Many torchvision models are also available in a fully trained mode.
As it is not obvious, I’d like to know what’s the input format that the models are trained on.
I’m assuming it’s color images so 3 channel tensors, but is it RGB or BGR (like in OpenCV \ cv2)?
Also what’s the range values? Is it uint8 ([0:255]) or a float type?
If it’s float, is it normalized to [0:1] or to [-1:1]?
Please specify these details so it would be easy to reproduce the results.


From the docs:

All pre-trained models expect input images normalized in the same way, i.e. mini-batches of 3-channel RGB images of shape (3 x H x W), where H and W are expected to be at least 224. The images have to be loaded in to a range of [0, 1] and then normalized using mean = [0.485, 0.456,0.406] and std = [0.229, 0.224, 0.225] .

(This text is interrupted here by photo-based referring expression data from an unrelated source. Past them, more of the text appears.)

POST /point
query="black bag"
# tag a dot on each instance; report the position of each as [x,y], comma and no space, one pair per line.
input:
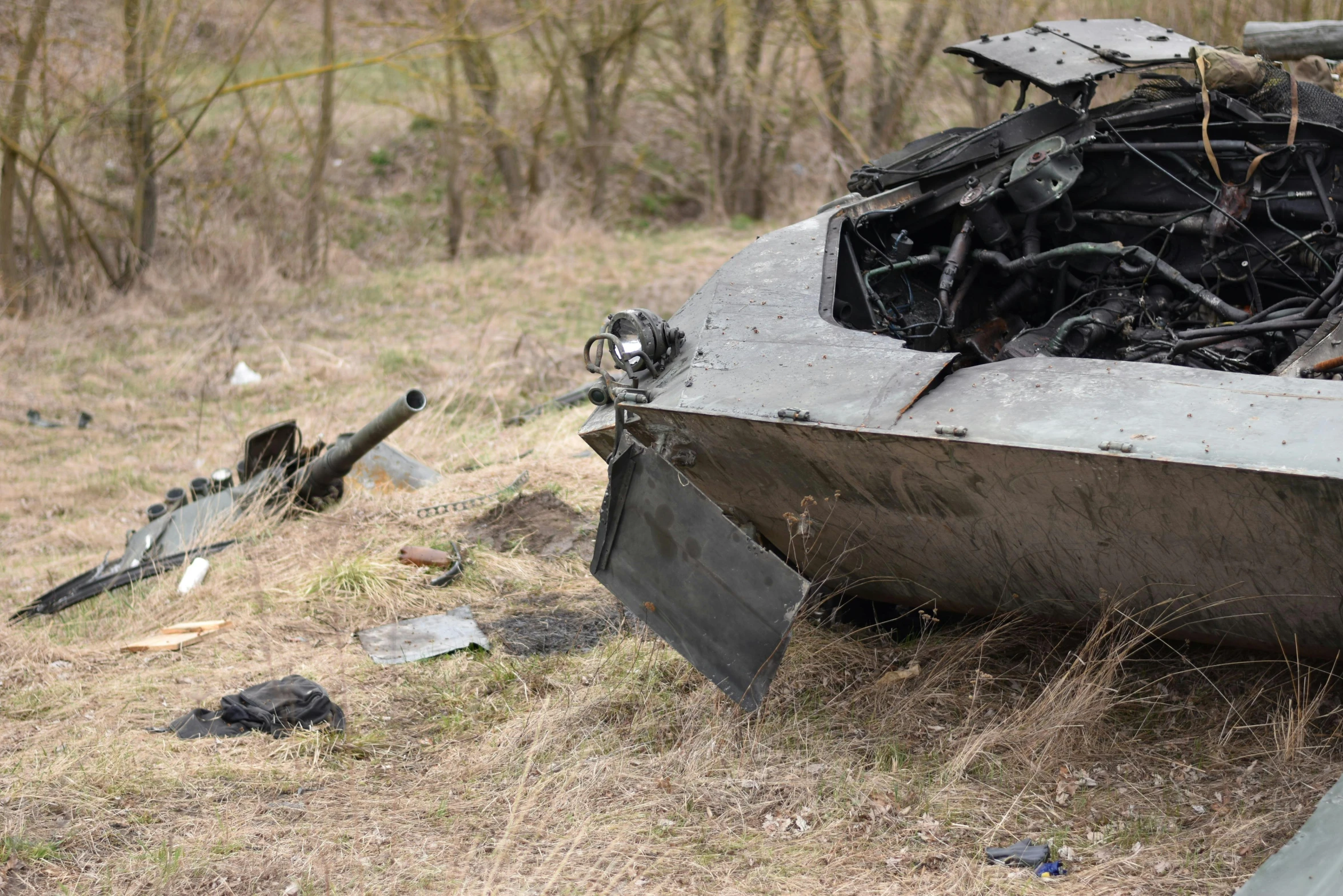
[273,707]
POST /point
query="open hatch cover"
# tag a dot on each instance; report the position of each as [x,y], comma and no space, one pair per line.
[1061,57]
[668,553]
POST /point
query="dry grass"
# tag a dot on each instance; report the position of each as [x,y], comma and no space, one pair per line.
[1164,769]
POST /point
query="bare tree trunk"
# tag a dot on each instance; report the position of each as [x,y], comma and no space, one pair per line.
[140,135]
[603,46]
[824,34]
[453,152]
[896,78]
[9,162]
[747,178]
[484,81]
[313,258]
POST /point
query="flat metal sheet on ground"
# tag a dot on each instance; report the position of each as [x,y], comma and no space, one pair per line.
[1311,864]
[722,601]
[421,638]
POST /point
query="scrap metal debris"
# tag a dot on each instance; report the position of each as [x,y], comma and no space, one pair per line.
[465,504]
[421,557]
[43,423]
[1025,853]
[277,469]
[275,707]
[567,399]
[425,637]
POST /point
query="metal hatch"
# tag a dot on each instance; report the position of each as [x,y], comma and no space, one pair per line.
[1060,57]
[668,553]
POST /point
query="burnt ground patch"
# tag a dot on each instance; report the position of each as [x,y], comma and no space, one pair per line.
[538,523]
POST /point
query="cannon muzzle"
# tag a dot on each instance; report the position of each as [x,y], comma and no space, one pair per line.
[315,481]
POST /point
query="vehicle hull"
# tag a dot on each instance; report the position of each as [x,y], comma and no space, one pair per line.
[990,529]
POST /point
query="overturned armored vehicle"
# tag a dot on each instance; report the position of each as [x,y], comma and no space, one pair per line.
[1084,350]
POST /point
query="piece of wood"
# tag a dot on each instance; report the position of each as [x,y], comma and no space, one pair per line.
[1295,39]
[175,641]
[178,636]
[206,625]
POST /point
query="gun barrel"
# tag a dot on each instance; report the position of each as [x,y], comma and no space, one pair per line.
[336,461]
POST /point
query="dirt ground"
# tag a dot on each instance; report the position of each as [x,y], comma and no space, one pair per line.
[581,755]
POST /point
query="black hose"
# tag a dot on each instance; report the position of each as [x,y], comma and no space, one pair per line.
[1261,327]
[1327,296]
[956,258]
[1326,203]
[1115,250]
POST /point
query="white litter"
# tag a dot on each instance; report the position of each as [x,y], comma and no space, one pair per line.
[194,575]
[243,375]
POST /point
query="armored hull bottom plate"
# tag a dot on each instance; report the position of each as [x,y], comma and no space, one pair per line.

Thank you for the detailed answer!

Hi @ptrblck, I was wondering, isn’t it preferred to normalize the data to the [-1:1] range instead of the [0:1] range?

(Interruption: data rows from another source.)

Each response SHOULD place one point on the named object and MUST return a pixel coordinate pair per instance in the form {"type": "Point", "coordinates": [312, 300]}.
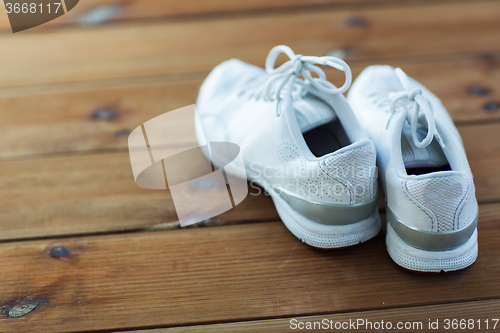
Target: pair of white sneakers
{"type": "Point", "coordinates": [316, 153]}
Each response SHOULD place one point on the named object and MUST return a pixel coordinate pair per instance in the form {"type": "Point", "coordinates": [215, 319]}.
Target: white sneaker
{"type": "Point", "coordinates": [431, 205]}
{"type": "Point", "coordinates": [300, 142]}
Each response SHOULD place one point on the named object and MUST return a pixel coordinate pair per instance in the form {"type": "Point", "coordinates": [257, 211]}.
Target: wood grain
{"type": "Point", "coordinates": [234, 273]}
{"type": "Point", "coordinates": [417, 317]}
{"type": "Point", "coordinates": [143, 49]}
{"type": "Point", "coordinates": [60, 118]}
{"type": "Point", "coordinates": [77, 194]}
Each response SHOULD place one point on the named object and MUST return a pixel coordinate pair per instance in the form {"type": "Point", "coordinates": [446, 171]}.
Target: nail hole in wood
{"type": "Point", "coordinates": [478, 91]}
{"type": "Point", "coordinates": [21, 308]}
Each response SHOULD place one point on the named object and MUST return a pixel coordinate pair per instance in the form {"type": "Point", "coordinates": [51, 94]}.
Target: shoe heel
{"type": "Point", "coordinates": [426, 251]}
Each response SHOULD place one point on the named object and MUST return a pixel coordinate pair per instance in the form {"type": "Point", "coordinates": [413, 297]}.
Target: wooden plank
{"type": "Point", "coordinates": [92, 12]}
{"type": "Point", "coordinates": [416, 318]}
{"type": "Point", "coordinates": [93, 193]}
{"type": "Point", "coordinates": [77, 194]}
{"type": "Point", "coordinates": [236, 273]}
{"type": "Point", "coordinates": [60, 118]}
{"type": "Point", "coordinates": [143, 49]}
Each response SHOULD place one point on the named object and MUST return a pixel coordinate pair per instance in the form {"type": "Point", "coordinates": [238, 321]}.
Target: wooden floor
{"type": "Point", "coordinates": [86, 250]}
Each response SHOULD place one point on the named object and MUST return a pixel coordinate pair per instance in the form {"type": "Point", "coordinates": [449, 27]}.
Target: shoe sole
{"type": "Point", "coordinates": [325, 236]}
{"type": "Point", "coordinates": [420, 260]}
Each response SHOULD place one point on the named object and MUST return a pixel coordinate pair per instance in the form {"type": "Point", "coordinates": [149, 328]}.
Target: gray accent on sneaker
{"type": "Point", "coordinates": [430, 240]}
{"type": "Point", "coordinates": [329, 214]}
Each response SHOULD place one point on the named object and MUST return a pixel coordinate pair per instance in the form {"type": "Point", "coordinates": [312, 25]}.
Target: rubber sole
{"type": "Point", "coordinates": [419, 260]}
{"type": "Point", "coordinates": [326, 236]}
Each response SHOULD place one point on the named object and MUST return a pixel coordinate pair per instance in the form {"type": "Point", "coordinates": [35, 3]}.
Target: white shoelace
{"type": "Point", "coordinates": [415, 96]}
{"type": "Point", "coordinates": [298, 65]}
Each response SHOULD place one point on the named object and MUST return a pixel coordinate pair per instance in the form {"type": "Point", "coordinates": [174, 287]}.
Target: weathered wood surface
{"type": "Point", "coordinates": [232, 273]}
{"type": "Point", "coordinates": [187, 46]}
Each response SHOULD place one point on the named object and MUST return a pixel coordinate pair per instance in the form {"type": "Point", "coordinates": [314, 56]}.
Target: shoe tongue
{"type": "Point", "coordinates": [312, 112]}
{"type": "Point", "coordinates": [413, 157]}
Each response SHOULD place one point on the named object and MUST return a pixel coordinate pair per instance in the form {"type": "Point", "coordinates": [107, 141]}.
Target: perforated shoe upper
{"type": "Point", "coordinates": [429, 188]}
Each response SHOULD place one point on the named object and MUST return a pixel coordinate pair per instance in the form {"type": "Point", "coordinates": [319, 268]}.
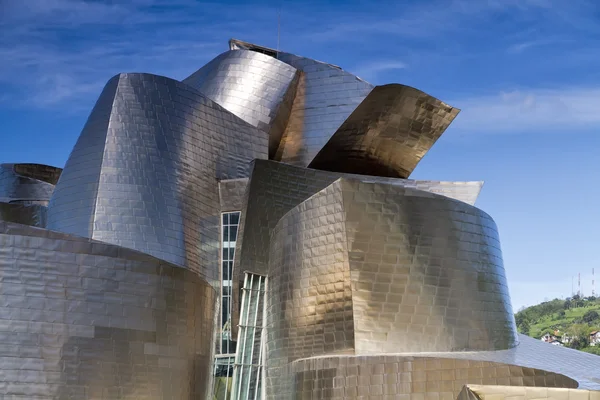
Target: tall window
{"type": "Point", "coordinates": [229, 229]}
{"type": "Point", "coordinates": [226, 348]}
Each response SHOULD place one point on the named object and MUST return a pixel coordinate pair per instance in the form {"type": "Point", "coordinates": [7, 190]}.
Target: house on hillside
{"type": "Point", "coordinates": [566, 339]}
{"type": "Point", "coordinates": [548, 338]}
{"type": "Point", "coordinates": [594, 338]}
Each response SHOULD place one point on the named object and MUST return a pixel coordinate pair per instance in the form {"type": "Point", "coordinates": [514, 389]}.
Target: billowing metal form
{"type": "Point", "coordinates": [144, 171]}
{"type": "Point", "coordinates": [27, 183]}
{"type": "Point", "coordinates": [497, 392]}
{"type": "Point", "coordinates": [231, 194]}
{"type": "Point", "coordinates": [387, 134]}
{"type": "Point", "coordinates": [275, 188]}
{"type": "Point", "coordinates": [257, 88]}
{"type": "Point", "coordinates": [325, 97]}
{"type": "Point", "coordinates": [282, 187]}
{"type": "Point", "coordinates": [393, 376]}
{"type": "Point", "coordinates": [389, 270]}
{"type": "Point", "coordinates": [378, 287]}
{"type": "Point", "coordinates": [26, 214]}
{"type": "Point", "coordinates": [81, 319]}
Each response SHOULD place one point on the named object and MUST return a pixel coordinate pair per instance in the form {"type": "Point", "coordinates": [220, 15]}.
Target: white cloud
{"type": "Point", "coordinates": [539, 110]}
{"type": "Point", "coordinates": [60, 53]}
{"type": "Point", "coordinates": [370, 70]}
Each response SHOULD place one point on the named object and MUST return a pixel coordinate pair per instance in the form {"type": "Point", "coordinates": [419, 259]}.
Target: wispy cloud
{"type": "Point", "coordinates": [371, 70]}
{"type": "Point", "coordinates": [539, 110]}
{"type": "Point", "coordinates": [426, 19]}
{"type": "Point", "coordinates": [59, 52]}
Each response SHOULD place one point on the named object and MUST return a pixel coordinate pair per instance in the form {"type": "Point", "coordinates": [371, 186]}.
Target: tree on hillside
{"type": "Point", "coordinates": [524, 327]}
{"type": "Point", "coordinates": [581, 336]}
{"type": "Point", "coordinates": [590, 316]}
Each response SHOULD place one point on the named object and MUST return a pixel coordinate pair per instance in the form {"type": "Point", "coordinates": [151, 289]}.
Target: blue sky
{"type": "Point", "coordinates": [526, 74]}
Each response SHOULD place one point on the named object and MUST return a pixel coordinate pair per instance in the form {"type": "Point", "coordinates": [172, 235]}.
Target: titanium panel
{"type": "Point", "coordinates": [81, 319]}
{"type": "Point", "coordinates": [497, 392]}
{"type": "Point", "coordinates": [388, 133]}
{"type": "Point", "coordinates": [26, 214]}
{"type": "Point", "coordinates": [144, 172]}
{"type": "Point", "coordinates": [27, 183]}
{"type": "Point", "coordinates": [275, 188]}
{"type": "Point", "coordinates": [255, 87]}
{"type": "Point", "coordinates": [231, 194]}
{"type": "Point", "coordinates": [376, 269]}
{"type": "Point", "coordinates": [392, 376]}
{"type": "Point", "coordinates": [325, 97]}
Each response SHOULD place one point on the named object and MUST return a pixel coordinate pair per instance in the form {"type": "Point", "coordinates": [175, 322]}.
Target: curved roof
{"type": "Point", "coordinates": [388, 133]}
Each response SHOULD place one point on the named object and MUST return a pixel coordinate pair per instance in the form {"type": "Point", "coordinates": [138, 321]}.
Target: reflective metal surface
{"type": "Point", "coordinates": [80, 319]}
{"type": "Point", "coordinates": [387, 134]}
{"type": "Point", "coordinates": [27, 183]}
{"type": "Point", "coordinates": [231, 194]}
{"type": "Point", "coordinates": [143, 172]}
{"type": "Point", "coordinates": [325, 97]}
{"type": "Point", "coordinates": [389, 270]}
{"type": "Point", "coordinates": [394, 377]}
{"type": "Point", "coordinates": [497, 392]}
{"type": "Point", "coordinates": [363, 285]}
{"type": "Point", "coordinates": [255, 87]}
{"type": "Point", "coordinates": [26, 214]}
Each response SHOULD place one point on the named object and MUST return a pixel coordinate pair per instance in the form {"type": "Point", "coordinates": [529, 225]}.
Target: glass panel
{"type": "Point", "coordinates": [248, 367]}
{"type": "Point", "coordinates": [226, 233]}
{"type": "Point", "coordinates": [233, 233]}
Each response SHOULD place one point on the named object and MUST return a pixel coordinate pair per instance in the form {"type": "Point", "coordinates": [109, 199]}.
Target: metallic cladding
{"type": "Point", "coordinates": [498, 392]}
{"type": "Point", "coordinates": [27, 183]}
{"type": "Point", "coordinates": [26, 214]}
{"type": "Point", "coordinates": [81, 319]}
{"type": "Point", "coordinates": [231, 194]}
{"type": "Point", "coordinates": [393, 376]}
{"type": "Point", "coordinates": [376, 269]}
{"type": "Point", "coordinates": [255, 87]}
{"type": "Point", "coordinates": [325, 97]}
{"type": "Point", "coordinates": [387, 134]}
{"type": "Point", "coordinates": [275, 188]}
{"type": "Point", "coordinates": [144, 172]}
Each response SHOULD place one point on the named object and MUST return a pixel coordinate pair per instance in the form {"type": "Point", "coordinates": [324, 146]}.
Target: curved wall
{"type": "Point", "coordinates": [144, 172]}
{"type": "Point", "coordinates": [401, 377]}
{"type": "Point", "coordinates": [26, 214]}
{"type": "Point", "coordinates": [372, 268]}
{"type": "Point", "coordinates": [325, 97]}
{"type": "Point", "coordinates": [255, 87]}
{"type": "Point", "coordinates": [387, 134]}
{"type": "Point", "coordinates": [81, 319]}
{"type": "Point", "coordinates": [27, 183]}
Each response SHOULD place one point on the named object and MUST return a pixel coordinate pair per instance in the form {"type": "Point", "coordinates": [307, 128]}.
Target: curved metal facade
{"type": "Point", "coordinates": [403, 377]}
{"type": "Point", "coordinates": [376, 286]}
{"type": "Point", "coordinates": [82, 319]}
{"type": "Point", "coordinates": [143, 173]}
{"type": "Point", "coordinates": [325, 97]}
{"type": "Point", "coordinates": [255, 87]}
{"type": "Point", "coordinates": [390, 270]}
{"type": "Point", "coordinates": [387, 134]}
{"type": "Point", "coordinates": [26, 214]}
{"type": "Point", "coordinates": [27, 183]}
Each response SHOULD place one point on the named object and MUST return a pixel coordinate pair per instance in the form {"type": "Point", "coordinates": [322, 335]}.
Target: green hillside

Not sure, if [-1:1] is preferred over [0:1], but the implemented normalization standardizes the data, such that it has a zero mean and a unit variance (sometimes known as z-score).

@ptrblck What does one do if you have to export the model to onnx ? Can one just assume the batch size for a model? and specify the batch size later? or is it possible to not mention the batch size while transferring it to ONNX?

You could use the dynamic_axes argument to specify that the batch size is not fixes as used in this tutorial.

@ptrblck thanks a lot. That helped!


In the docs, mean and STD values are specified for classification, segmentation, and video classification.
They are not specified for object detection models:

Can we get their values as well?

You could manually pass the image_mean and image_std to the model creation based, if you’ve calculated them manually on your datase.
If you don’t pass them, these values will be used, which apparently are the ImageNet stats.

CC @pmeier for more information.


For detection models we do not use any normalization. I don’t know why not and can’t comment if this would be beneficial or not. You’ll have to ask @fmassa about that :wink:

Thank you. Indeed I tried inference on a pretrained model with no normalization and it worked. Some notes though:

  1. Consider explaining why the pretrained detection models are the only ones that don’t require image normalization (I understand that the training set was not normalized. But again, why?)
  2. Worth mentioning that no normalization is needed. The classification, segmentation and detection pretrained models are trained on ImageNet, so one may think all of them require ImageNet normalization, when in fact only the classification and segmentation models require normalization.
    Perhaps it’s best to put this info in a table, since the pretrained video models also have a normalization, but different.

Those are valid points. Do you want to open an issue for that or should I do it in your name?

I would appreciate if you could do it. I’m mattans on GitHub. Thanks!

For reference:

The the sake of completeness:
Based on Francisco’s answer, the normalization is used internally in these lines of code, which is using the GeneralizedRCNNTransform from my previous link.